Il vero confine, non è la geografia, è l’uso della lingua.
Amare il confine, per sentire il passaggio della lingua attraverso il corpo.
La commozione entra, nel oltrepassare.
Un fenomeno strano che vorrei riferire, che fa del confine della lingua una realtà. Quando prendo il treno per l’Italia ( non accade nell’areo, perché il viaggio è meno lungo e non ispira la conversazione), dopo la frontiera, mi sembra che le voci francesi sbiadiscono; e che le voci italiane si fanno più vive, forti.
E lo stesso fenomeno al ritorno, quasi verso Parigi, le voci italaine si fanno zitti. O allora la sola manera di valicare la frontiera è il silenzio.

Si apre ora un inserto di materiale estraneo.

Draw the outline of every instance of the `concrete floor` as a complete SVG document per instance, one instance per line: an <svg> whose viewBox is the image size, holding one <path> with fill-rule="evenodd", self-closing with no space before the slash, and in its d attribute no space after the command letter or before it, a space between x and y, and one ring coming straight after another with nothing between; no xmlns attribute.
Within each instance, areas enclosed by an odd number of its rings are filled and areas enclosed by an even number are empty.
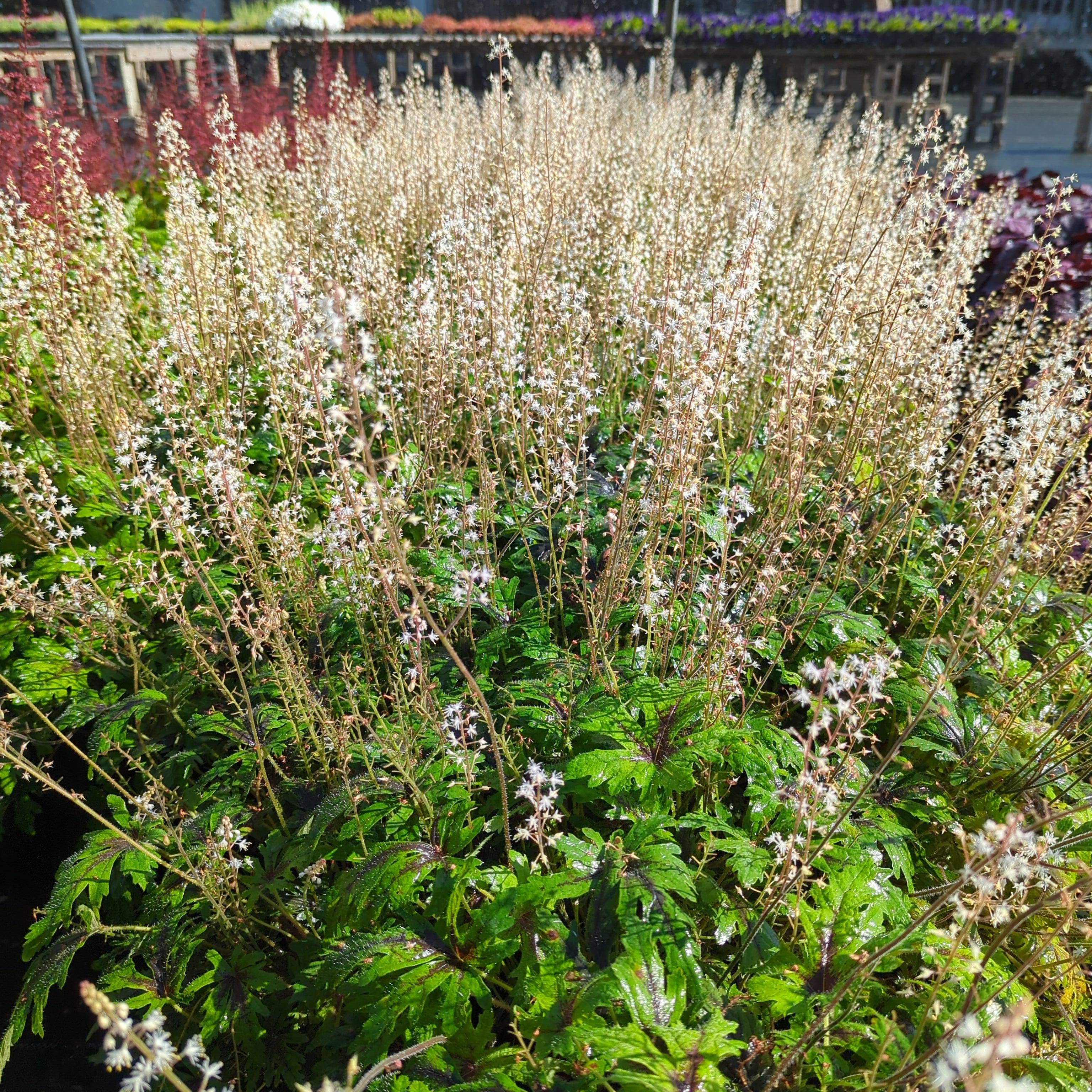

Credo che cambiare la lingua sia l’aspetto più importante per me, al punto che tornando da Italia, non riusco a sentire il francese come lingua,
sento il brusio dell’italiano, come un fenomeno di allucinazione transitorio.
della stessa manera, di fronte a una conversazione in italiano, ho l’impressione di nuotare a stento, perdo il filo, affero disperamente una parola, non voglio annegarmi, e propio sono annegata.
Mi chiedo come una personan che vive durante anni in paese straniero fa.
Non si perde mai la lingua materna, ma puo rimanere allo stato latente, come stretta all’incoscio.